Nous nous arrêterons ici pour le déroulement des événements, car il est très important que vous puissiez découvrir par vous-même le reste du titre : il s’agit là, ni plus ni moins, de l’expérience horrifique la plus maîtrisée de ces dernières années. Des déplacements et une seule touche de zoom : le gameplay de P.T. s’approche du minimaliste pour mieux vous plonger dans son ambiance noire. Ce couloir, qui se répète inlassablement une fois la porte franchie, occasionne un stress permanent. Constamment, quelque chose change : l’éclairage devient mystérieux, les objets tombent au sol, les portes s’ouvrent… Ici, Kojima ne fait que très peu dans le jumpscare traditionnel, il vous enfonce dans une profonde crainte psychologique. Vous savez, le fameux cauchemar ou les événements se répètent à l’infini, où vous tentez de crier, de vous défendre, mais rien ne marche ? On est exactement dans ce délire là.

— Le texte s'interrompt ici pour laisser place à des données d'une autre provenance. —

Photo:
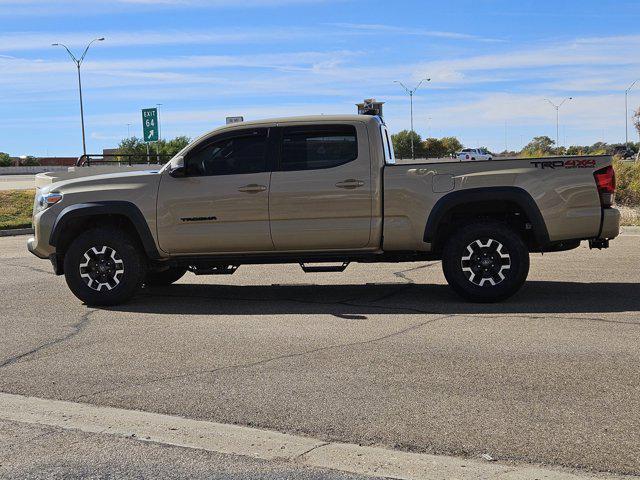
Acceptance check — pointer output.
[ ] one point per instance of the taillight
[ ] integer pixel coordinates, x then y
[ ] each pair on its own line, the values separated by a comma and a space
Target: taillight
606, 183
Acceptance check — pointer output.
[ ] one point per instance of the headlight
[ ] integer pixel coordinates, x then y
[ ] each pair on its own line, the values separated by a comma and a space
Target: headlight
43, 202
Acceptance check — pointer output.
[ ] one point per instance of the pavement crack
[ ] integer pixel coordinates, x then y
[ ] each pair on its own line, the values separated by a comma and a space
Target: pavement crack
265, 361
403, 273
28, 267
76, 328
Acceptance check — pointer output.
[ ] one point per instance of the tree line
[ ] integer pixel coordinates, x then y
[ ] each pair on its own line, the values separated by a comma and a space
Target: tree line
541, 146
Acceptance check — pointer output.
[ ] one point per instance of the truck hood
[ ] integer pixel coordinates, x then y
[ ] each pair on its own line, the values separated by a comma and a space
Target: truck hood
106, 181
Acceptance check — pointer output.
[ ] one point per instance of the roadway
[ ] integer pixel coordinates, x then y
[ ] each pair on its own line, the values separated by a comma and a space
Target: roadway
379, 355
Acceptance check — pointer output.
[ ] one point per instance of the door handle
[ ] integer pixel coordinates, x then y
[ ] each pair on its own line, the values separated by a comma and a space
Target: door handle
252, 188
350, 183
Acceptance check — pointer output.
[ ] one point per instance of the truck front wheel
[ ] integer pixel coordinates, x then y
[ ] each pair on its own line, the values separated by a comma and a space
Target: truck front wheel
485, 262
104, 267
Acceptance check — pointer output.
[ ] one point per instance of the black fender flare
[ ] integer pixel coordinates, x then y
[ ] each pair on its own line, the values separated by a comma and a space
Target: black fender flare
516, 195
91, 209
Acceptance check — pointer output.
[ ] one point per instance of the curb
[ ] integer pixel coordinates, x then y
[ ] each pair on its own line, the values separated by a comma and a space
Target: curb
13, 232
268, 445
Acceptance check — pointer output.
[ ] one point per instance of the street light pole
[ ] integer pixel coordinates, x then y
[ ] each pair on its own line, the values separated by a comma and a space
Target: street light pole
557, 107
411, 92
626, 113
78, 63
158, 105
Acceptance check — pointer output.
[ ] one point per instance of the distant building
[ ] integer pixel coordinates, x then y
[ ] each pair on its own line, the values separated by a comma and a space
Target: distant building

« C’est quoi ton petit nom déjà ? » - Lisa :) - PUTAIN CASSE TOI
Ce mécanisme de loop déroutant a pour fonction de vous plonger dans les abysses d’une angoisse très humaine : tout le long du jeu, on a l’impression que quelqu’un joue avec nos nerfs. Ce n’est évidemment pas qu’une impression : Lisa, cette femme énigmatique qui a assez peu de chance d’apparaître dans le top 10 de Brazzers, est chez elle et vous avez décidément empiété sur son territoire. Le but, au-delà du simple spectacle du à la jouabilité enfantine, est de résoudre les différentes énigmes qui s’imposent à vous à chaque nouvelle boucle. En effet, il ne faut pas oublier que le but de Kojima était de récompenser le joueur : une fois P.T. terminé (et c’est très très dur, certains casse-têtes relevant de la combinaison « WTF » puissance 10), le joueur débloque le trailer d’annonce de Silent Hills, révélant alors le statut de démo du jeu en question. Ainsi, nous vous conseillons de regarder quelques astuces sur le web pour avancer dans P.T. afin de ne pas vous retrouver bloqué inutilement, ce qui pourrait vous gâcher une expérience de jeu qui s’avère délicieuse.

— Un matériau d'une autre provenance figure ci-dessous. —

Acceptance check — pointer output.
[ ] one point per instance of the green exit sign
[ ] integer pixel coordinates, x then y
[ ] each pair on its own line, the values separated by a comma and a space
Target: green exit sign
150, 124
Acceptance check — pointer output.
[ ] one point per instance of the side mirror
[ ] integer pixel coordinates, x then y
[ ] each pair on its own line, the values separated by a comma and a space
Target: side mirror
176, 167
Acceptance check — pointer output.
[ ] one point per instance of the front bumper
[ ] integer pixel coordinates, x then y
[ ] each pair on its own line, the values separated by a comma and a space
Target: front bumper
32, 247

Si vous nous dites que ça, ça fait pas flipper, on vous offre un kebab
Ce qui impressionne par-dessus tout, c’est la maîtrise de la peur par Kojima et son équipe. Ici, le sang est presque aux abonnés absents : tout se concentre sur l’instinct du joueur. Monsieur Hideo est paraît-il très trouillard : « c’est encore plus simple de créer un jeu d’horreur quand celui qui est aux commande a peur facilement ». Il sait exactement sur quelle corde tirer et on ne peut que lui donner raison. Le design sonore de P.T. est également un des grands points forts de cette aventure tant il s’avère soigné et profond. Pour peu que vous soyez équipé d’un casque ou d’un home cinema de qualité, on vous garantit une horreur absolue… et pourtant jubilatoire. Le FOX Engine, moteur graphique ici employé (et pourtant downgradé volontairement) fait des merveilles : l’environnement certes très restreint affiche des reflets et une finition quasiment irréprochables, renforçant considérablement les monstrueux effets d’éclairage qui rythmeront sataniquement votre parcours. Un trajet dont on ressort forcément en sueur, à condition bien sûr de jouer le jeu et d’être seul pendant la partie, dans les conditions techniques adéquates. Disponible au prix de zéro balle, l’expérience vaut clairement la peine d’être vécue.